I see some possible issues with the SQL that is being generated by the
Every SQL is being generated on the fly by concatenating strings.
Can someone please explain why the SQL is being generated the way it is?
I cannot use this in real life for a couple of reasons:
This introduces a security hole because a user, accidentally or
deliberately, could potentially submit a string that alters the intent
of the query.
Given that the most expensive part of executing a query is often the
prepare phase, wouldn’t prepared statements make more sense, wherever
they are possible?
Currently, the framework is generating and running the string …
SELECT a.field from table WHERE (table."ID" = '--- :id ' )
Is something like this example mechanism feasible? (I would be prepared
to assist in the design and construction):
a. lookaside to see if we have already prepared a statement returning
these columns with this input parameter
b. if we have no prepared statement, generate similar parameterized SQL:
SELECT a.field from table WHERE (table."ID" = ? )

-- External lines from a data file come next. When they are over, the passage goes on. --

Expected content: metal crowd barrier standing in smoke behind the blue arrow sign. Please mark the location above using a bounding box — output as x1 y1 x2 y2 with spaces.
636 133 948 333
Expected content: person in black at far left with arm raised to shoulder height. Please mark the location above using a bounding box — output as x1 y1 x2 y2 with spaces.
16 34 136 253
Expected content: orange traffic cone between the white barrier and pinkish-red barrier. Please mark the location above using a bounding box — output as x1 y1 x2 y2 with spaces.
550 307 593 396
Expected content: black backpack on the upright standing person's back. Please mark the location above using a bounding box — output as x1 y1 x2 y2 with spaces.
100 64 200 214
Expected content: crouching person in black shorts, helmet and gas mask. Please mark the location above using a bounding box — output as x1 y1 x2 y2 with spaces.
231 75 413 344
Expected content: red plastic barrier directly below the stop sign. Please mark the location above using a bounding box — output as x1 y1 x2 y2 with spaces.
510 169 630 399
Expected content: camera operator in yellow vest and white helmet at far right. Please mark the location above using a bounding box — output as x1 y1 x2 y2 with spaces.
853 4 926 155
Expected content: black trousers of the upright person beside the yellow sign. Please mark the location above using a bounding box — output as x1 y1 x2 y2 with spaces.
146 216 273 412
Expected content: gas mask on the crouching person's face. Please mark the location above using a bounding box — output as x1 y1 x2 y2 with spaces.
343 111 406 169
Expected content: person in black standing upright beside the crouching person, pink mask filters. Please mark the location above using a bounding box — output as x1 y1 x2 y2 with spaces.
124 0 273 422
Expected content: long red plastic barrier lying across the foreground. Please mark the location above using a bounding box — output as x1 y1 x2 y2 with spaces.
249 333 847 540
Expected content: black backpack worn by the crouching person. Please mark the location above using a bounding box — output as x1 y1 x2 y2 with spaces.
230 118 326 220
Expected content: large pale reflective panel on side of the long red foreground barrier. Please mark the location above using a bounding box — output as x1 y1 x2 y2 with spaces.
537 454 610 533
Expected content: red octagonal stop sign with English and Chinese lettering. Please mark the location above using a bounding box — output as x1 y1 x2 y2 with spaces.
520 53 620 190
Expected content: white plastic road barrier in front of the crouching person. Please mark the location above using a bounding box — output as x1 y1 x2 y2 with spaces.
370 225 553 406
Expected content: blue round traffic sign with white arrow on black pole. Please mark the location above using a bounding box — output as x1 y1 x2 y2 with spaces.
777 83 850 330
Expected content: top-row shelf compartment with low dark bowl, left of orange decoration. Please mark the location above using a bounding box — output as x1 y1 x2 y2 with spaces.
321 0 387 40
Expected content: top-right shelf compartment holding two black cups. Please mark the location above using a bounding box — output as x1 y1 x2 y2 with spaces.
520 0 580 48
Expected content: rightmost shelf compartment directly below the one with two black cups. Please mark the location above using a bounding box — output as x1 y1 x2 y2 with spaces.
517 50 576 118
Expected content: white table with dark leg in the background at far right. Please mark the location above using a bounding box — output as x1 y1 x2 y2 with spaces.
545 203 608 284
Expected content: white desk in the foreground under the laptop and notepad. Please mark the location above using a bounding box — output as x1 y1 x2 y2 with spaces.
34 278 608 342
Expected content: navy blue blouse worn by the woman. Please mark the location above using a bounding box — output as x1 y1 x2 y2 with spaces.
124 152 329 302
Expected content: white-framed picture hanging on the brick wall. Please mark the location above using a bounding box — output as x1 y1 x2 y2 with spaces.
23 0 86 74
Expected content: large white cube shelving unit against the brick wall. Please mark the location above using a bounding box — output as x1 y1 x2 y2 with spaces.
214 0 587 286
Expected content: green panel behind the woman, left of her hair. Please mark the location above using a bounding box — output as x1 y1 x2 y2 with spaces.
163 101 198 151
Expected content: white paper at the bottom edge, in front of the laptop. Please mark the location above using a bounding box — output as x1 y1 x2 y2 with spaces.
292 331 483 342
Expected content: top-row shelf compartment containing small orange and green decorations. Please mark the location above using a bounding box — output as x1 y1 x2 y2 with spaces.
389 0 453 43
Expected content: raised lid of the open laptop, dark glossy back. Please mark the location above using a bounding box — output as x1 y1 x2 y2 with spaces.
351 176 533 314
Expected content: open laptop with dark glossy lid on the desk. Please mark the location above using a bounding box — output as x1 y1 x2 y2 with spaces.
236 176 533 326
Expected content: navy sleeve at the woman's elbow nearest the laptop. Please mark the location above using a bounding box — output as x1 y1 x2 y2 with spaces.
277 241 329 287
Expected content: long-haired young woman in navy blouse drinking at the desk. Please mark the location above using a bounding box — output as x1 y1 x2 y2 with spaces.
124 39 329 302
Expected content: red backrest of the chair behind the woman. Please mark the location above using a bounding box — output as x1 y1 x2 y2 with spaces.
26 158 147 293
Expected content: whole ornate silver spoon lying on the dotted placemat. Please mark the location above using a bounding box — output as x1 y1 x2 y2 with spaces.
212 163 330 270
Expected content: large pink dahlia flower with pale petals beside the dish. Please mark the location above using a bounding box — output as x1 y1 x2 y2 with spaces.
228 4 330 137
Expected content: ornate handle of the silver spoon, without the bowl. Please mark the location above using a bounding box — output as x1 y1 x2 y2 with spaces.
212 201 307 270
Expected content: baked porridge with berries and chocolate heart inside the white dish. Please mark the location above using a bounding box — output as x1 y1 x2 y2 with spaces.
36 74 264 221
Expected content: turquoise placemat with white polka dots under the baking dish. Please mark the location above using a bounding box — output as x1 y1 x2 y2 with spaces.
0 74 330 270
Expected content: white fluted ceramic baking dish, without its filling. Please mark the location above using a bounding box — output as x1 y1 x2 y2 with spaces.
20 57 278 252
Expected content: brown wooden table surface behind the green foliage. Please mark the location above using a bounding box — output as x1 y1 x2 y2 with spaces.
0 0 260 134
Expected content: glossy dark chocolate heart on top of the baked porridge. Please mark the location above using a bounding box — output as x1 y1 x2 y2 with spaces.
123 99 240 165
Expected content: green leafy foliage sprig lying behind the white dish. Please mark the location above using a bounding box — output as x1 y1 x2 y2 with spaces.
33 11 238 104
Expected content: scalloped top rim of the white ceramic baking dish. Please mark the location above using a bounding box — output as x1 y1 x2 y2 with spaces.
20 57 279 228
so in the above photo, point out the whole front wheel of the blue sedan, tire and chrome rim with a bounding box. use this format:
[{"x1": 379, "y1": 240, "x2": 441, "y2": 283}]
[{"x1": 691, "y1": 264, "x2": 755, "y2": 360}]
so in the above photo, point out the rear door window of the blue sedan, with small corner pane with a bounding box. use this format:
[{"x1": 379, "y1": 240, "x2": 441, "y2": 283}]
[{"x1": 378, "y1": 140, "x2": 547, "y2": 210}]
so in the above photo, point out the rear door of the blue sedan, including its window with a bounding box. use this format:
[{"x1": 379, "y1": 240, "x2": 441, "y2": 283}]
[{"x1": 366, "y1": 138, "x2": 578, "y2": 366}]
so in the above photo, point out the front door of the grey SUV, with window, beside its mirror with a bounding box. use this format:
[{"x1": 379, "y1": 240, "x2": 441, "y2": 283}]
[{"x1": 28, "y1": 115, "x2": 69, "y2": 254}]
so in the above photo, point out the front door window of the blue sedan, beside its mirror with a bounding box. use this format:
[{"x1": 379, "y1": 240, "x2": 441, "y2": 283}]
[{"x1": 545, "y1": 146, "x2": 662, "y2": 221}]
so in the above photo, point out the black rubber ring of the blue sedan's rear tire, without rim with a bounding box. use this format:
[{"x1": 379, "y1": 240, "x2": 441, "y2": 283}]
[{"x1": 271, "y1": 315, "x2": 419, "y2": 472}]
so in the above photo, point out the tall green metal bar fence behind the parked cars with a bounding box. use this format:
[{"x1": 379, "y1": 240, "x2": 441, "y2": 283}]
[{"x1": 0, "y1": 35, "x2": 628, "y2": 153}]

prepare the statement and keep the statement handle, with metadata so
we can apply parameters on demand
c. Apply parameters to the prepared statement and execute it
On 2nd and subsequent invocations, the prepare phase within
the DBMS (determining access paths) is sidestepped, the
bandwidth usage is reduced to only parameters, scalability is
improved enormously,and the security hole is plugged
so special characters cannot cause undesired behavior.